As part of a report into corruption at the State IT Agency, a network of companies owned and operated by police officers was uncovered. The damning 613-page report has been handed to government, and a copy has also found its way to ITWeb.
The police’s own sources are not that good, however. It says it has yet to see the full report. Perhaps the officers who’re supposed to investigate themselves are too busy opening retail accounts and buying cars. After all, they incriminated themselves by supplying credit providers with proof of income from their illegal sidelines supplying Sita.
Don’t they teach police officers not to leave a paper trail?
That sinking feeling
Walking on Water was one of the four winning bidders for a new pay-television licence. Because of undisclosed problems with its business, however, this licence has still not been issued. Other licensees have not made much more headway. On Digital Media isn’t on, Super5Media (which used to be Telkom Media) isn’t particularly super, and E-sat changed its mind after it won a licence and now merely provides content on the MultiChoice platform.
According to a recent report on ITWeb: “Icasa would not indicate whether it considered the new pay-TV market a failure.” Nice to know that it doesn’t waste time stating the obvious.
One can’t help but wonder how immensely dreadful the other 14 wannabe broadcasters were, if these were the winners in the licensing race. Either that, or Icasa has demonstrated eloquently that entrepreneurs are not made by government patronage.
Green tip of the day
We received the following green tip of the day recently: Whenever possible, charge your electronics in the car. Having once read of something called “the laws of thermodynamics”, this tip struck us as a demonstration.
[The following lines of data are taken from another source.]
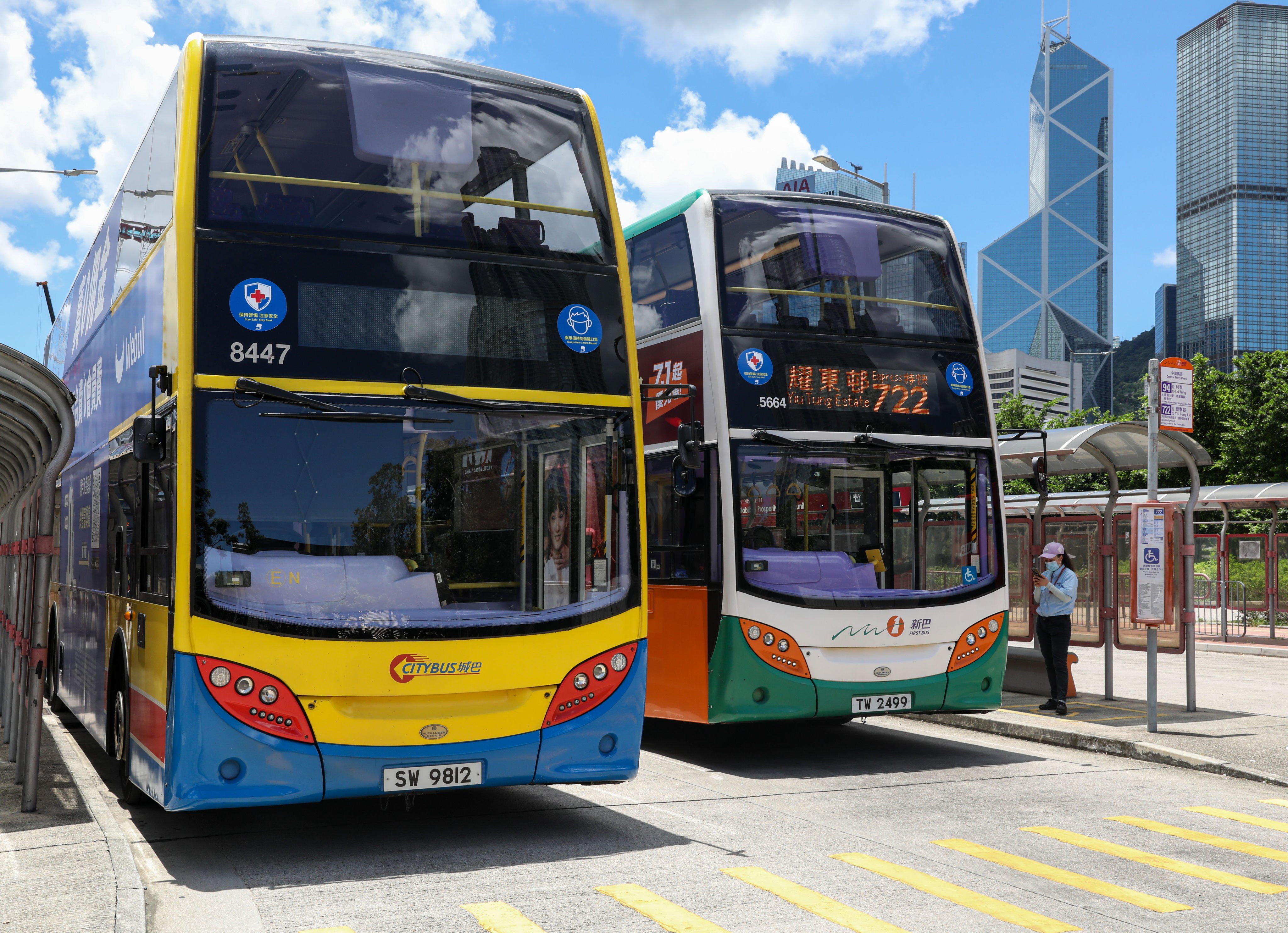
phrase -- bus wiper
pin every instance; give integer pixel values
(423, 394)
(780, 439)
(257, 388)
(356, 417)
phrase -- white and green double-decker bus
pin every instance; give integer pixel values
(830, 544)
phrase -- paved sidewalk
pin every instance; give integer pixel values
(60, 870)
(1241, 728)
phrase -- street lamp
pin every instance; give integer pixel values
(69, 173)
(829, 163)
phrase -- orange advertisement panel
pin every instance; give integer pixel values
(665, 367)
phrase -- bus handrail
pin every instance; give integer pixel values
(838, 295)
(409, 192)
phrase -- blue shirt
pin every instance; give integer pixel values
(1058, 599)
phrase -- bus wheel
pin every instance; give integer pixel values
(52, 668)
(130, 794)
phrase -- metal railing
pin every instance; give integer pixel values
(1220, 608)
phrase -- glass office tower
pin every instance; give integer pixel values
(1046, 287)
(1232, 185)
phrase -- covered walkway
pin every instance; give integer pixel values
(36, 434)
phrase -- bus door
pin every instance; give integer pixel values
(140, 594)
(860, 519)
(683, 585)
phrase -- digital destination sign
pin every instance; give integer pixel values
(865, 390)
(848, 385)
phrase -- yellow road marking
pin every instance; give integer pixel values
(1220, 842)
(498, 917)
(812, 901)
(1158, 861)
(1074, 880)
(1242, 818)
(1009, 913)
(669, 917)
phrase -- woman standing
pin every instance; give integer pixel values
(1055, 590)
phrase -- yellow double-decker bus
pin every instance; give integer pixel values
(353, 506)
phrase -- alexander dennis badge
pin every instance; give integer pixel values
(258, 304)
(755, 367)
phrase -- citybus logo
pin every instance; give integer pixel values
(404, 668)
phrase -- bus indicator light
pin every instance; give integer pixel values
(975, 641)
(286, 721)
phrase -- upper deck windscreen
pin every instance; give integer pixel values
(830, 269)
(387, 146)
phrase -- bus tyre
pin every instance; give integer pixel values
(52, 667)
(130, 794)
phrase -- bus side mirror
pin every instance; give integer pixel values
(1040, 475)
(685, 481)
(688, 437)
(150, 439)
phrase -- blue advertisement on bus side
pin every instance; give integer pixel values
(109, 373)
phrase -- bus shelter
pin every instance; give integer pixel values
(1096, 534)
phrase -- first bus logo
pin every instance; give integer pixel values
(404, 668)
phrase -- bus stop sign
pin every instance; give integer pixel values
(1176, 394)
(1152, 577)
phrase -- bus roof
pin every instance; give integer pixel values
(680, 207)
(661, 217)
(408, 58)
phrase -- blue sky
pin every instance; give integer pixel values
(688, 94)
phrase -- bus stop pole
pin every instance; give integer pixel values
(1109, 566)
(1188, 559)
(1152, 475)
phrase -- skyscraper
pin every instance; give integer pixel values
(1232, 183)
(1046, 286)
(1165, 322)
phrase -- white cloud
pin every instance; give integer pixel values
(435, 28)
(735, 152)
(106, 101)
(25, 113)
(28, 264)
(754, 38)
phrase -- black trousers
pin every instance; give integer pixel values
(1054, 634)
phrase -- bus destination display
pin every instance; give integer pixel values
(865, 390)
(844, 385)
A device requires energy to charge, and that energy has to come from somewhere. If your car is to supply it, it must burn fossil fuel to generate it. All this does is transfer the pollution from the smokestacks of the local power station to the car’s exhaust. Except, of course, if you have an electric car. Then a second transfer takes place, straight back to the local power station. This balancing of the books must be what is meant by “conservation of energy”.
As an aside, the energy drain of charging electronics in a car makes very little difference to the performance of the vehicle. This demonstrates just how little energy this process actually conserves. Unfortunately, the rational reasoning of classical physics cannot yet explain fretting about minutiae.
There’s something a little pathetic in Parliament’s reported anger at Telkom. It has threatened that it would go out of business if it didn’t charge the extortionate rates it does. This may well be true, but if so, the fault for both the high prices and weak business surely lies with the same Parliament that created the monster in the first place.
In addition to releasing shocking earnings numbers, JSE-listed Square One Solutions told shareholders that there was no litigation pending against the company. Turns out that this isn’t true. Perhaps it didn’t think a liquidation application constitutes “litigation”, or that it would be of little interest to shareholders since they’re last in line to get their money back anyway. Perhaps it thought that a suit it expects to win doesn’t really count. Its CEO, Craig Alexander, dived head-first down the emergency escape slide. What’s left of Square One’s management team might consider reading the Companies Act and the JSE rules. Their omission does not inspire confidence in their ability to run a listed company, much less turn a profit.